Осторожней, сказал он себе. Осторожней и быстрее.
Так. Царапины. Глубокие следы там, где снег не был слизан промозглым мартовским ветром. Этот самый Парамонов, что лежит сейчас внизу с вывернутой шеей, шел, высоко вскидывая ноги в валенках. Такие овальные мягкие следы могут оставить только валенки.
Стоп, сказал себе
Думать было некогда, и он не стал сейчас думать. Он всегда знал, когда нужно только смотреть, только запоминать, только складывать в себя информацию, как складывает равнодушный компьютер.
Где следы Парамонова?
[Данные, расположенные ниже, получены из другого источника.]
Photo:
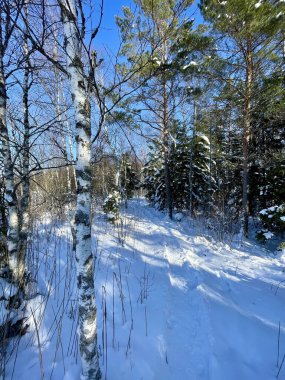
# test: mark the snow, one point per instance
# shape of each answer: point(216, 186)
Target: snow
point(268, 235)
point(172, 304)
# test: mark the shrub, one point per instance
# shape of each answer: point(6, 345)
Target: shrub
point(111, 206)
point(273, 221)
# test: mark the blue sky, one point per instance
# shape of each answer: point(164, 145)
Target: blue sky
point(108, 34)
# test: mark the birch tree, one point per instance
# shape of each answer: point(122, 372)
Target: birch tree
point(80, 91)
point(9, 15)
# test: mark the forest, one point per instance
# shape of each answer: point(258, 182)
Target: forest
point(142, 189)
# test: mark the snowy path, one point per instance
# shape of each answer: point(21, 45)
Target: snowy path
point(172, 305)
point(213, 312)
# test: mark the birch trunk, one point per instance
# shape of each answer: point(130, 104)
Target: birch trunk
point(10, 193)
point(165, 137)
point(87, 328)
point(246, 137)
point(25, 199)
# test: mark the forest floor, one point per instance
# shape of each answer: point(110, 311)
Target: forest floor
point(172, 304)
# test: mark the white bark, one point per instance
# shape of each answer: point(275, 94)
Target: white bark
point(84, 259)
point(10, 194)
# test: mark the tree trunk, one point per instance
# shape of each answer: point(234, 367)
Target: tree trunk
point(167, 174)
point(246, 137)
point(84, 259)
point(10, 193)
point(24, 215)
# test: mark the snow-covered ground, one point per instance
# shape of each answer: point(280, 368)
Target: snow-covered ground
point(171, 305)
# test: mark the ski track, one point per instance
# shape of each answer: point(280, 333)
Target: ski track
point(208, 312)
point(207, 326)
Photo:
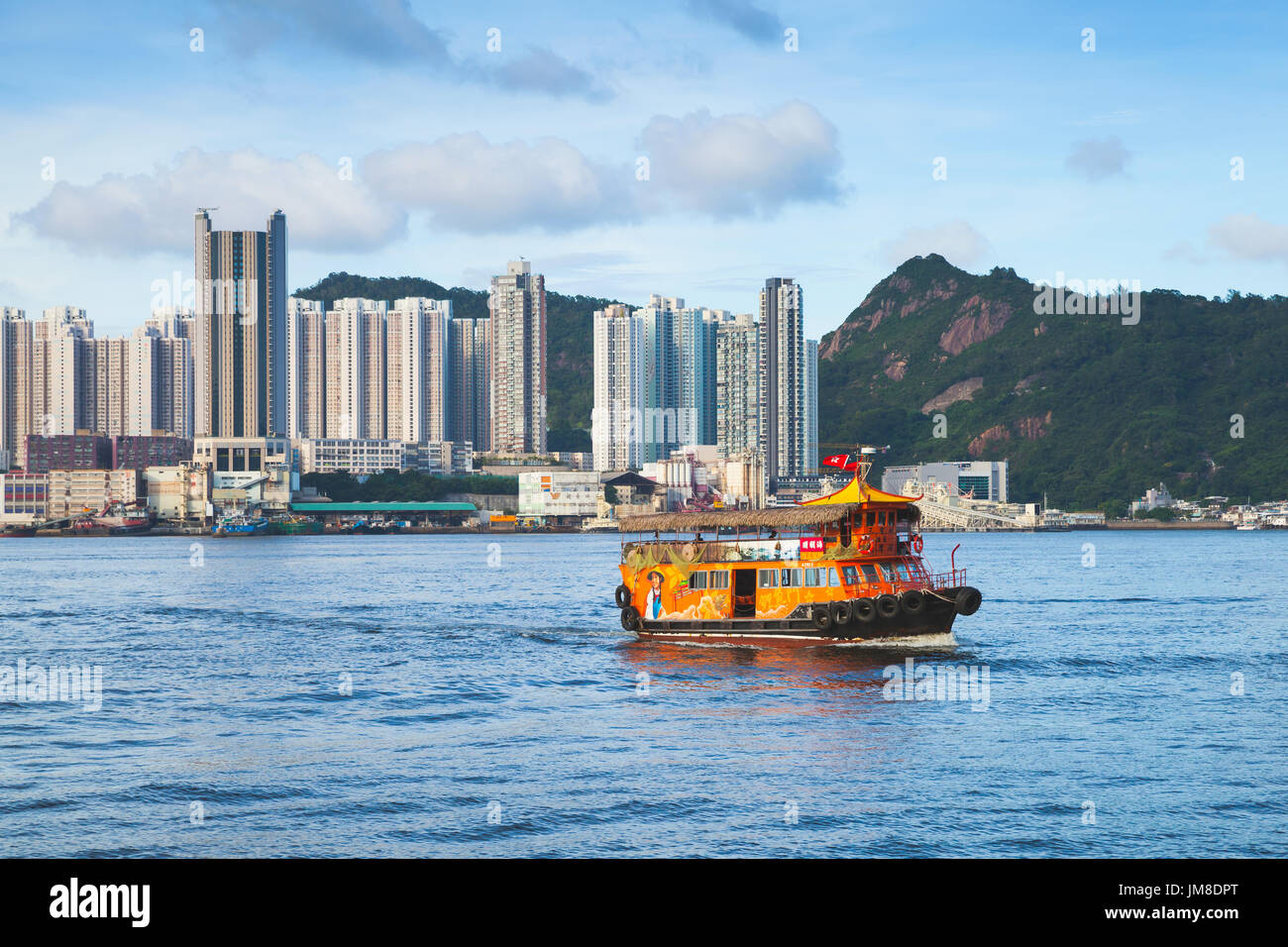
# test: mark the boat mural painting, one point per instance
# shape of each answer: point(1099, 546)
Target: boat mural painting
point(845, 567)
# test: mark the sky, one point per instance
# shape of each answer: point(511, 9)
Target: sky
point(684, 147)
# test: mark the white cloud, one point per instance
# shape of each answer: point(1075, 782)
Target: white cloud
point(1096, 158)
point(143, 213)
point(1184, 252)
point(469, 184)
point(956, 241)
point(541, 71)
point(722, 166)
point(737, 165)
point(1248, 237)
point(741, 16)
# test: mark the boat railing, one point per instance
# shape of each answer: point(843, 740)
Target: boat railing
point(716, 552)
point(947, 579)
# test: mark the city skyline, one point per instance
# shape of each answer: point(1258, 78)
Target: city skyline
point(760, 159)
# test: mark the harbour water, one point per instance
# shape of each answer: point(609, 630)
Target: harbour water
point(476, 696)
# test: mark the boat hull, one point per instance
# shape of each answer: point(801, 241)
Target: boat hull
point(932, 620)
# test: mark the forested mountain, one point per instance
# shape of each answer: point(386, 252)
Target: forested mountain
point(1086, 408)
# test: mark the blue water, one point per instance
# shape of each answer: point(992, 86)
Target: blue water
point(497, 707)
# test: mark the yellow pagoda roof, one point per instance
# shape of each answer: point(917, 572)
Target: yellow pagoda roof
point(858, 491)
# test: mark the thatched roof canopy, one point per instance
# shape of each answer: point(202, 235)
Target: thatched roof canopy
point(772, 518)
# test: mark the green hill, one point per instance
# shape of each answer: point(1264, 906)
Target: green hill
point(1083, 407)
point(570, 334)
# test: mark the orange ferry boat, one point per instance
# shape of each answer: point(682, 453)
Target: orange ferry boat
point(845, 567)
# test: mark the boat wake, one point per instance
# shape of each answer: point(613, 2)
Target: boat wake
point(906, 643)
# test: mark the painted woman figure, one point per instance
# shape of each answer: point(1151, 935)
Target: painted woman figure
point(653, 603)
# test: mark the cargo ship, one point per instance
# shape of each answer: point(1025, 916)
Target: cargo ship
point(844, 567)
point(241, 526)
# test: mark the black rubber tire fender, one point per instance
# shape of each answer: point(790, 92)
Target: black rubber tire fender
point(631, 618)
point(967, 599)
point(888, 605)
point(864, 609)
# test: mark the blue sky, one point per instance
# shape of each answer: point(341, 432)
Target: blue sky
point(815, 163)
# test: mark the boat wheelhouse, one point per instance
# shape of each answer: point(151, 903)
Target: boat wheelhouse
point(844, 567)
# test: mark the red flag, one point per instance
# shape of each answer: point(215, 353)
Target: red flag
point(841, 460)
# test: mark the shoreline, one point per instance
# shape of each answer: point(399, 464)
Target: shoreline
point(574, 531)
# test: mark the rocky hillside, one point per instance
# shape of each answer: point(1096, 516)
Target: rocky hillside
point(1087, 408)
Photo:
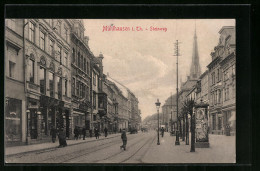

Их не может не быть, потому что падал он именно с крыши, на которой в данный момент сидел Добровольский, больше в этом доме падать решительно неоткуда – все окна закрыты и законопачены «на зиму» по русскому обычаю.
Он стал искать и нашел – с другой стороны и под другим углом, они тоже тянулись от фанерной будки к краю крыши.
Внизу колхозным хлопком хлопнула дверь «газика», из нее не торопясь, выбрались какие-то люди и побрели к трупу. Добровольский глянул мельком и отвернулся.
Времени почти не осталось.
Он проворно пополз вверх, к коньку, и посмотрел еще оттуда, но не нашел того, что искал и что должно было быть на этой крыше обязательно. Возле фанерной будочки он задержался, огляделся, по-обезьяньи раскачиваясь с ладоней на пятки, а потом сделал вовсе непонятное.
Поднялся и, держась рукой за чердачный скворечник, быстро обежал вокруг него, то и дело заглядывая вниз, где шли мучительные переговоры между жильцами и «представителями власти». Но и тут он не нашел то, что искал, подтянулся на руках и осторожно внес себя внутрь, в чердачную темень и запах пыли.
Лестница скрипнула, когда он ступил на нее, и вернулось ощущение, что он не один, что кто-то наблюдает за ним из темноты. Добровольский проворно спустился, пригибая шею и контролируя каждое свое движение и собственный страх, который внезапно стал больше его самого.
Павел Петрович Добровольский не боялся никогда и ничего – может, просто потому, что толком не знал, чего должен бояться. Пожалуй, он был сильно напуган лишь однажды и с тех пор дал себе зарок не попадать в ситуации, в которых от него ничего не зависело бы. К сорока годам он более или менее осознал, что любой контроль – это миф, иллюзия, жалкая мальчишеская бравада, и тогда он дал второй зарок: никогда не отвечать ни за кого, кроме себя.
С собой ты как-нибудь разберешься. Ладно уж.
С теми, кто тебе дорог, – никогда.
Выход нашелся, он всегда находится. Раз и навсегда Павел Петрович Добровольский исключил из своей жизни любые привязанности.
А почему нет?.. Мне даже нравится!.. Сидишь себе «под лаской плюшевого пледа», гладишь своего кота, решаешь свои задачи, да и только.
Весь остальной мир вертится сам по себе и так, как ему заблагорассудится, и уж Добровольского это точно не касается.
Чувство страха было новым – за себя, а не за кого-то другого, а за себя он точно никогда не боялся! Он не боялся смерти, болезней, ошибок – ошибки можно исправить, болезнь, бог даст, обойдет стороной, а смерти не миновать, это уж точно, по крайней мере до Павла Петровича миновать ее никому не удалось. Умереть внезапно – в этом есть смысл и определенная красота, и даже резон: никому никаких хлопот, завещание давно составлено и подписано, ну, и дальше что?